Since the operating system has effectively suspended the execution of one process, it can then switch context by choosing a process from the ready queue and restoring its PCB. In doing so, the program counter from the PCB is loaded, and thus execution can continue in the chosen process. Process and thread priority can influence which process is chosen from the ready queue (i.e., it may be a priority queue).

== Examples ==
The details vary depending on the architecture and operating system, but these are common scenarios.

===No context switch needed===
Considering a general arithmetic addition operation A = B + 1. The instruction is stored in the instruction register, and the program counter is incremented. A and B are read from memory and are stored in registers R1, R2 respectively. In this case, B + 1 is calculated and written in R1 as the final answer. This operation only requires sequential reads and writes, and there're no waits for function calls used, hence no context switch/wait takes place in this case.

===Context switch caused by interrupt===
Suppose a process A is running and a timer interrupt occurs. The user registers — program counter, stack pointer, and status register — of process A are then implicitly saved by the CPU onto the kernel stack of A. Then, the hardware switches to kernel mode and jumps into interrupt handler for the operating system to take over. Then the operating system calls the switch() routine to first save the general-purpose user registers of A onto A's kernel stack, then it saves A's current kernel register values into the PCB of A, restores kernel registers from the PCB of process B, and switches context, that is, changes kernel stack pointer to point to the kernel stack of process B. The operating system then returns from interrupt. The hardware then loads user registers from B's kernel stack, switches to user mode, and starts running process B from B's program counter.

== Performance ==
Context switching itself has a cost in performance, due to running the task scheduler, TLB flushes, and indirectly due to sharing the CPU cache between multiple tasks. Switching between threads of a single process can be faster than between two separate processes because threads share the same virtual memory maps, so a TLB flush is not necessary.

The time to switch between two separate processes is called the process switching latency. The time to switch between two threads of the same process is called the thread switching latency. The time from when a hardware interrupt is generated to when the interrupt is serviced is called the interrupt latency.

Switching between two processes in a single address space operating system can be faster than switching between two processes in an operating system with private per-process address spaces.

=== Hardware vs. software ===
Context switching can be performed primarily by software or hardware. Some processors, like the Intel 80386 and its successors, have hardware support for context switches, by making use of a special data segment designated the task state segment (TSS). A task switch can be explicitly triggered with a CALL or JMP instruction targeted at a TSS descriptor in the global descriptor table. It can occur implicitly when an interrupt or exception is triggered if there is a task gate in the interrupt descriptor table (IDT). When a task switch occurs, the CPU can automatically load the new state from the TSS.

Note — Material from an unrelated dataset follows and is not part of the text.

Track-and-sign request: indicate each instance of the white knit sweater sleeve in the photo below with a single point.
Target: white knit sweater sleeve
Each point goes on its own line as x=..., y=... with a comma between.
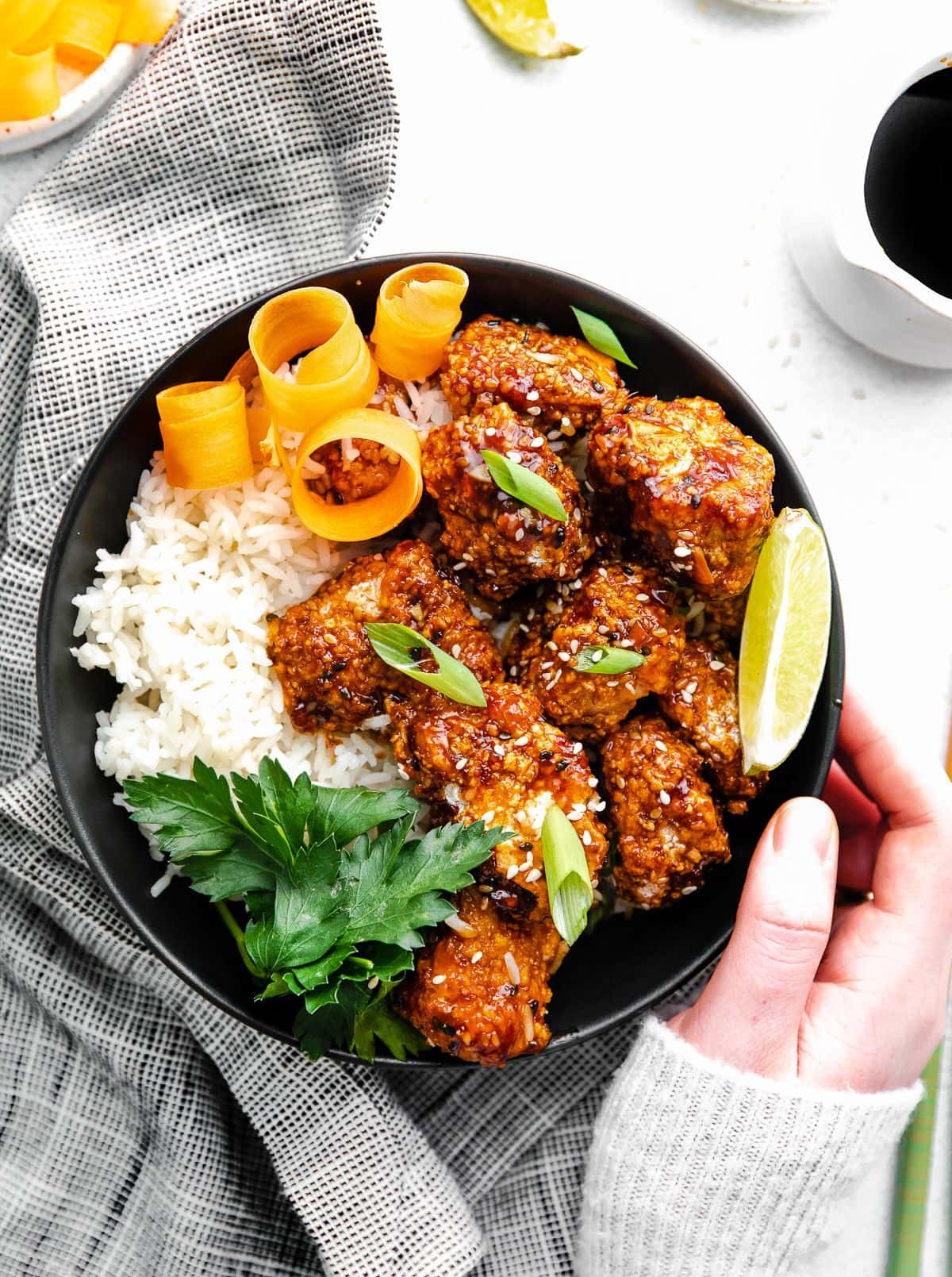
x=698, y=1169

As with other tasks performed in hardware, one would expect this to be rather fast; however, mainstream operating systems, including Windows and Linux, do not use this feature. This is mainly due to two reasons:

- Hardware context switching does not save all the registers (only general-purpose registers, not floating-point registers — although the TS bit is automatically turned on in the CR0 control register, resulting in a fault when executing floating-point instructions and giving the OS the opportunity to save and restore the floating-point state as needed).
- Associated performance issues, e.g., software context switching can be selective and store only those registers that need storing, whereas hardware context switching stores nearly all registers whether they are required or not.